What’s more, although he knows something about her, as we discover later in the conversation, he doesn’t treat her as someone who might be despised by an upright Jew. In fact he puts her in a position of power relative to him doesn’t he? He’s asking her for a favour.

But he’s doing more than that. He’s taking the opportunity that God has given him to make a connection with this woman so he can tell her the gospel. Do you remember when we looked at the first of our series on the sermon on the mount where Jesus told us we were salt and light, how I said that if we’re to be salt in the world, then we need to season our conversations with salt. That is, our everyday conversations. Even ones as prosaic as asking someone for a drink. Because that’s what Jesus does here. He takes an ordinary situation, an ordinary conversation and he turns it around to a conversation about eternal life. And the conversation is with a very ordinary woman, someone you would never pick as a potential convert, let alone an evangelist herself. Yet that’s what she becomes.
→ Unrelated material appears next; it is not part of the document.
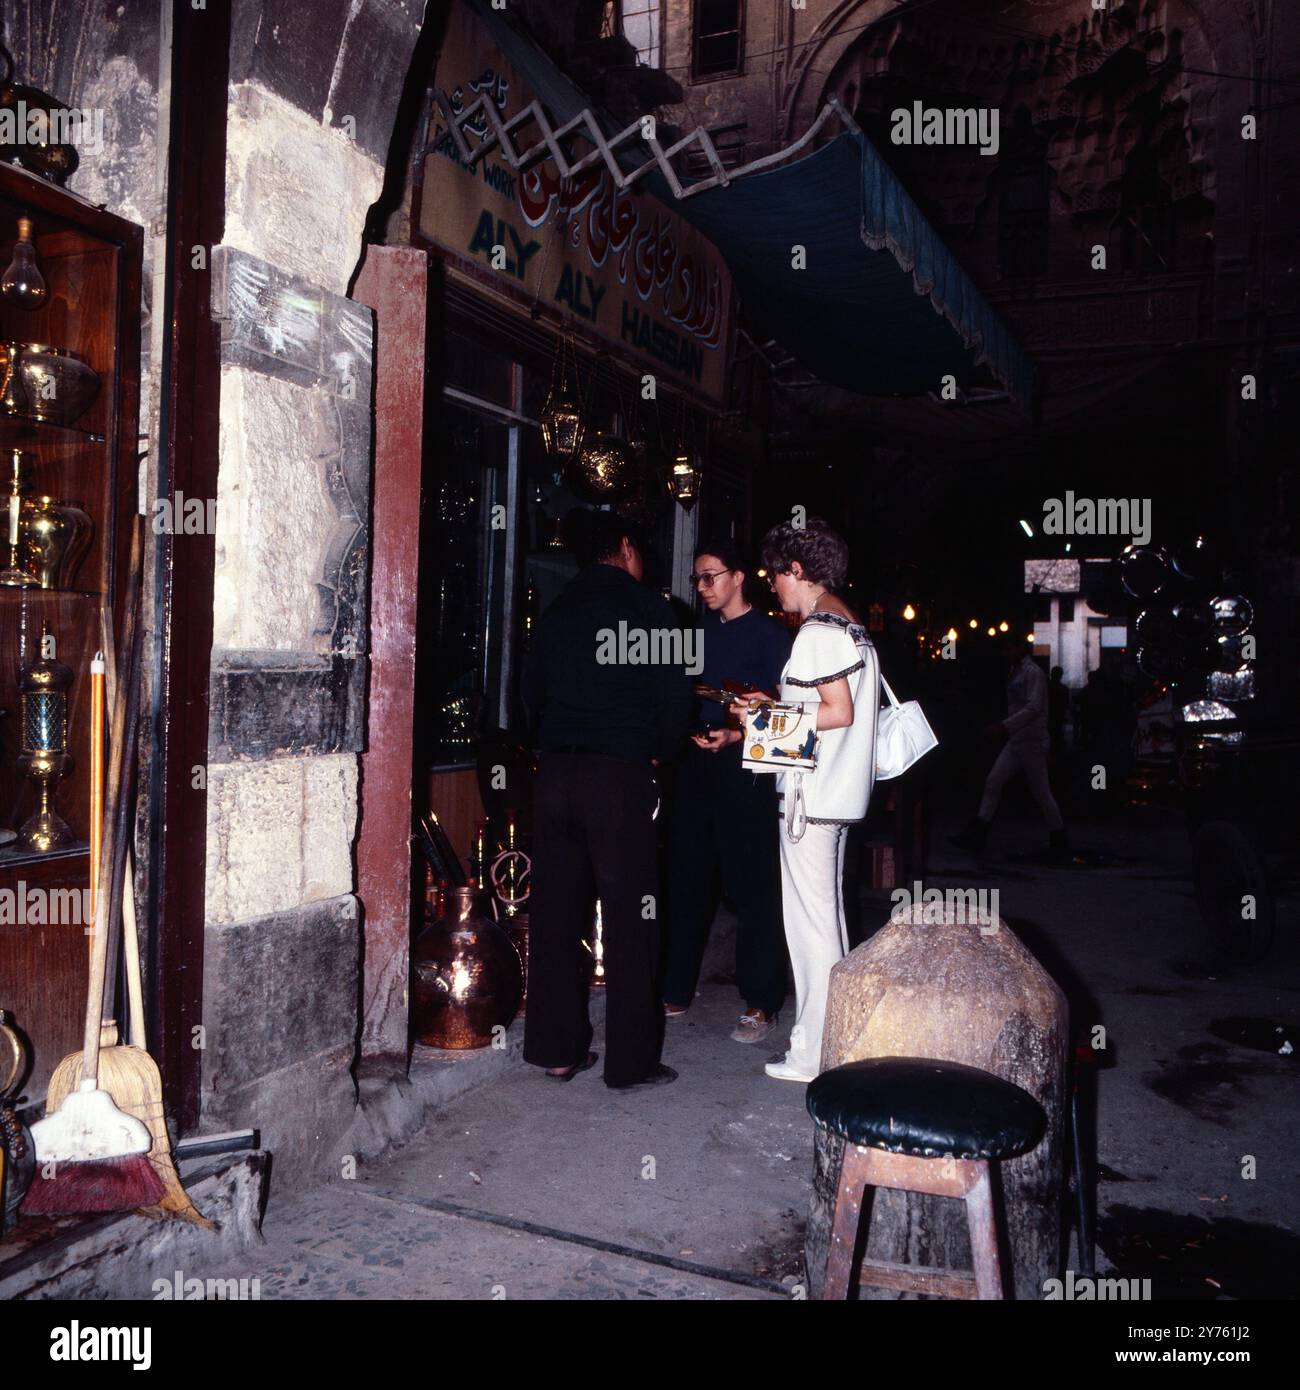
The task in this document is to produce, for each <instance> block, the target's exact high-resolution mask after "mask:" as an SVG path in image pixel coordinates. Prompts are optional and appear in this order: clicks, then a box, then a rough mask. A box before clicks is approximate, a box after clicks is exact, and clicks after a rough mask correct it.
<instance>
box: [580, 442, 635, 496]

Well, Jesus begins the conversation with a request for a drink of water, but he quickly moves on from his material needs to her spiritual needs. Now I don’t know if he’s thought this out beforehand. It’s the sort of thing that a modern day school of evangelism would probably school us in. Or if the request for water just triggers an idea in his mind. Mind you it’s an idea that springs from his knowledge of the Old Testament. Our Old Testament reading today recalls the time during the exodus when God provided living water for his people in the middle of the desert. But there are other examples. In Jer 2, God accuses his people of two things. He says: "My people have committed two evils: they have forsaken me, the fountain of living water, and dug out cisterns for themselves, cracked cisterns that can hold no water." But then as the prophecies of salvation appear we get the other side: of God promising to give them living water again. Ezekiel’s great vision of the temple in Ezek 40-47 ends with a vision of a great river of water flowing from the door of the temple and bringing life to the desert and even the dead sea. In Zech 14:8 we find: "On that day living waters shall flow out from Jerusalem, half of them to the eastern sea and half of them to the western sea; it shall continue in summer as in winter." In Is 1:16-18 water is promised as cleansing from sin: "Wash yourselves; make yourselves clean; remove the evil of your doings from before my eyes; cease to do evil, 17learn to do good; seek justice, rescue the oppressed, defend the orphan, plead for the widow. 18Come now, let us argue it out, says the LORD: though your sins are like scarlet, they shall be like snow; though they are red like crimson, they shall become like wool." Again, in Is 12:3 we find the promise of life and salvation expressed in terms of water (NRSV): "With joy you will draw water from the wells of salvation." Or Is 49:10 (NRSV): "they shall not hunger or thirst, neither scorching wind nor sun shall strike them down, for he who has pity on them will lead them, and by springs of water will guide them."